La magicienne resta calme. Si elle se rappelait d'une chose essentielle de son éducation au temple d'Astras, c'était de toujours garder son sang froid, même si on lui manquait ouvertement de respect.

- J'ai besoin que quelqu'un me mène jusqu'aux dirigeants actuels de Caméone, reprit-elle.

- Ce ne sera certainement pas moi, répliqua l'homme. Les questions, c'est moi q...

- Dans ce cas je ne vois pas d'intérêt à vous parler davantage. Au revoir.

Valiammée se détourna sèchement pour rejoindre son groupe. Simplement, le magicien lui saisit le bras avant qu'elle n'ait pu faire un pas et la ramena face à lui. Son flot de magie s'agita dans un réflexe, mais Valiammée se retint d'attaquer.

- Si tu parles à la population comme ça, ne t'attends pas à ce qu'on t'accepte. Enfin, à supposer que tu dises la vérité, ce dont je doute. Des imposteurs, on en a déjà eu.

Une main saisit le poignet de l'homme et le força à lâcher Valiammée, qui tourna la tête pour apercevoir Gyalan Cartaris. En plus de sa colonne vertébrale raide qui le faisait paraître plus grand qu'il ne l'était déjà, ses yeux verts et orageux dévisageaient le magicien avec un air de menace presque palpable.

- Vu la façon dont vous-même vous adressez à elle, je l'ai au contraire trouvée très courtoise, dit-il platement. Nous sommes certes en guerre, mais ça ne vous empêche pas d'être poli. Je me trompe ?

L'homme se recula d'un pas, moins serein qu'avant. Gyalan lâcha son bras.

- Et vous êtes qui, vous ?

- Vous aimeriez le savoir, n'est-ce pas ? ironisa le général.

Valiammée ne savait pas si elle devait être impressionnée, effrayée ou remercier Gyalan de son aide. Elle hésita aussi à intervenir, de peur que la situation dérape, mais le général savait très bien ce qu'il faisait.

- Où se trouvent vos dirigeants ? demanda-t-il quand l'homme ne trouva plus rien à répondre.

- Pourquoi vous tenez tant à mettre une gamine au pouvoir ? Ça vous apporte quoi ?

- Vous le saurez bien assez tôt. Maintenant, excusez-nous, mais nous devons trouver quelqu'un qui nous conduira à vos dirigeants, puisque vous n'avez pas l'air décidé.

Gyalan posa une main dans le dos de Valiammée pour l'inciter à retourner avec les autres en sa compagnie. Du moins, il s'arrêtèrent à mi-chemin.

- Si tu ne le fais pas, je vais les y emmener.
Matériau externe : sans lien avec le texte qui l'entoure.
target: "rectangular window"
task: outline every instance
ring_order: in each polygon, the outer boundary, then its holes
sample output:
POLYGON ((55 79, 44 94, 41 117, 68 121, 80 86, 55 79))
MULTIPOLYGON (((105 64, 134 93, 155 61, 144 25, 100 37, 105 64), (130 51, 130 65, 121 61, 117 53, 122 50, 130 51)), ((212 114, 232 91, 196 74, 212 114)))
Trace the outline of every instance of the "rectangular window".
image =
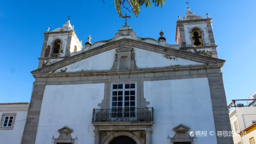
POLYGON ((128 120, 135 117, 136 99, 135 83, 112 84, 111 88, 112 118, 128 120))
POLYGON ((12 127, 13 124, 13 116, 5 116, 4 118, 4 121, 2 124, 2 127, 12 127))
POLYGON ((249 138, 249 140, 250 141, 250 144, 255 144, 255 141, 253 137, 249 138))
POLYGON ((237 124, 237 122, 236 121, 234 123, 234 124, 235 125, 235 129, 236 130, 236 132, 239 132, 239 129, 238 129, 238 124, 237 124))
C'était la voix d'une adolescente. Comme beaucoup de gens dans cette rue, elle avait suivi l'échange avec attention, avant de finalement oser s'approcher. Gyalan et Valiammée se retournèrent vers elle.

- Certainement pas, contra l'autre magicien.

- Papa, regarde la situation en face deux minutes, insista la fille. Ces gens ont débarqué en passant par un trou dans le vide. Tu as déjà vu Solen ? Ils passent toujours par le ciel.

- Ils auraient pu changer leurs méthodes.

L'adolescente roula des yeux comme s'il avait prononcé une énormité.

- Solen sont plus forts justement parce qu'ils attaquent par le ciel, ce qui leur permet de faire des dégâts. Là comme ça, on les bat.

- Ça pourrait être Ifraya, argua l'homme.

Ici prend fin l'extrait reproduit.